On the Privacy Concerns of URL Query Strings

URLs often utilize query strings (i.e., key-value pairs appended to the URL path) as a means to pass session parameters and form data. Often times these arguments are not privacy sensitive but are necessary to render the web page. However, query strings may also contain tracking mechanisms, user names, email addresses, and other information that users may not wish to reveal. In isolation such URLs are not particularly problematic, but the growth of Web 2.0 platforms such as social networks and micro-blogging means URLs (often copy-pasted from web browsers) are increasingly being publicly broadcast. This position paper argues that the threat posed by such privacy disclosures is significant and prevalent. It demonstrates this by analyzing 892 million user-submitted URLs, many disseminated in (semi-) public forums.

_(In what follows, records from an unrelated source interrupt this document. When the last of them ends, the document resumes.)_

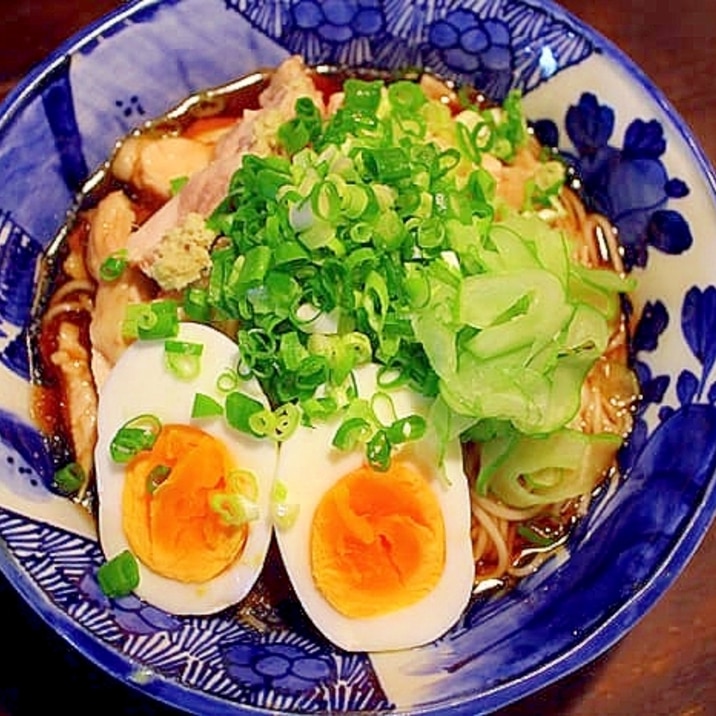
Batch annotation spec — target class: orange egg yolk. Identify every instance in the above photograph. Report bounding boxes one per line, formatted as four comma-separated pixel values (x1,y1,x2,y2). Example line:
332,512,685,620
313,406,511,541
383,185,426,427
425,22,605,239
122,425,248,582
310,460,445,618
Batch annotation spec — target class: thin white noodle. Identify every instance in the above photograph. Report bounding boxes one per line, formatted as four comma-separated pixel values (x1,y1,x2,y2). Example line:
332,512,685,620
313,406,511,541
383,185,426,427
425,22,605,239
473,495,542,522
472,500,510,579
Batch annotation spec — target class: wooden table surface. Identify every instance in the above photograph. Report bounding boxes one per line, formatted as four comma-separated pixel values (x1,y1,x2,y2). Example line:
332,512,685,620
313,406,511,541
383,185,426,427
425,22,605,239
0,0,716,716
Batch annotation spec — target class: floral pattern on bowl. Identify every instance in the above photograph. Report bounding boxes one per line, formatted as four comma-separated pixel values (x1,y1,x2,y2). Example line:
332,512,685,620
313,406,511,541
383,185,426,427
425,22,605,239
0,0,716,715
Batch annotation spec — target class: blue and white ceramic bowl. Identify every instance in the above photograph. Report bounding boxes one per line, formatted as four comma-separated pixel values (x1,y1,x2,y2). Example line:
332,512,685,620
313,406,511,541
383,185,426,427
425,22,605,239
0,0,716,716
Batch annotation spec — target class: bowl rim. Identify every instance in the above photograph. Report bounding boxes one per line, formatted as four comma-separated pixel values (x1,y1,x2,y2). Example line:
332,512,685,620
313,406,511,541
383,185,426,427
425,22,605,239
0,0,716,716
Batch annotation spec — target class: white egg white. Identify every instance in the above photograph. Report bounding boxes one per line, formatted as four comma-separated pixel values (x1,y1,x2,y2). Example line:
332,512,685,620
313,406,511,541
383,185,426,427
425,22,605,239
95,323,277,614
276,366,475,652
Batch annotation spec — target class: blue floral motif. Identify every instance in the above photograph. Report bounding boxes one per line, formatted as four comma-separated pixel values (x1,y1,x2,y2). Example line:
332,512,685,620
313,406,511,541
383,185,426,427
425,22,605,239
287,0,385,42
222,641,336,694
619,301,671,471
620,286,716,469
535,92,693,268
428,10,514,99
681,286,716,395
224,0,594,101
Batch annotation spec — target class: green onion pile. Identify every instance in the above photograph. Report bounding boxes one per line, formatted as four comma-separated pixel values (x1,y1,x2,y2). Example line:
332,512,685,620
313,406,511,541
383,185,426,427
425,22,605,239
112,74,633,507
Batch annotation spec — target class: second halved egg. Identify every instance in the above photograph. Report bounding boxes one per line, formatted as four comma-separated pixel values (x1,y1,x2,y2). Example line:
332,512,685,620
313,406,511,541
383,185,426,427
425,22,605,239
277,366,474,651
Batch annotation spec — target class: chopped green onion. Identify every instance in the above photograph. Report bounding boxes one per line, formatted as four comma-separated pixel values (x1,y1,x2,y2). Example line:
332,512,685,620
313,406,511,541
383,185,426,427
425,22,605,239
332,418,373,451
109,414,162,463
209,492,260,527
191,393,224,418
97,550,139,597
271,480,299,530
216,370,239,393
53,462,87,495
184,286,211,323
164,340,204,380
122,299,179,340
517,524,559,547
366,430,392,471
224,390,266,437
386,415,428,445
99,249,127,283
147,465,172,495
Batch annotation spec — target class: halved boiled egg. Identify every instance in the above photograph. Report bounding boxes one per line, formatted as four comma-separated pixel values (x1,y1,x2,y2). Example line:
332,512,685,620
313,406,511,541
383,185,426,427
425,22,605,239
95,323,277,614
274,366,475,651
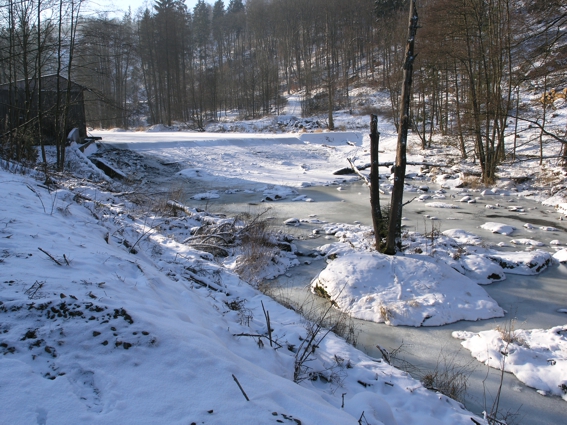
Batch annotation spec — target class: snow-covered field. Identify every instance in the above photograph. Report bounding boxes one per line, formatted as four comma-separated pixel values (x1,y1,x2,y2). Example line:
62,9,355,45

Within this corpus our casestudy identifies troves of personal data including 1.7 million email addresses. In the most egregious examples the query string contains plaintext usernames and passwords for administrative and extremely sensitive accounts. With this as motivation the authors propose a privacy-aware service named “CleanURL”. CleanURL’s goal is to transform input addresses by stripping nonessential key-value pairs and/or notifying users when sensitive data is critical to proper page rendering. This logic is based on difference algorithms, mining of URL corpora, and human feedback loops. Though realized as a link shortener in its prototype implementation, CleanURL could be leveraged on any platform to scan URLs before they are published or retroactively sanitize existing links.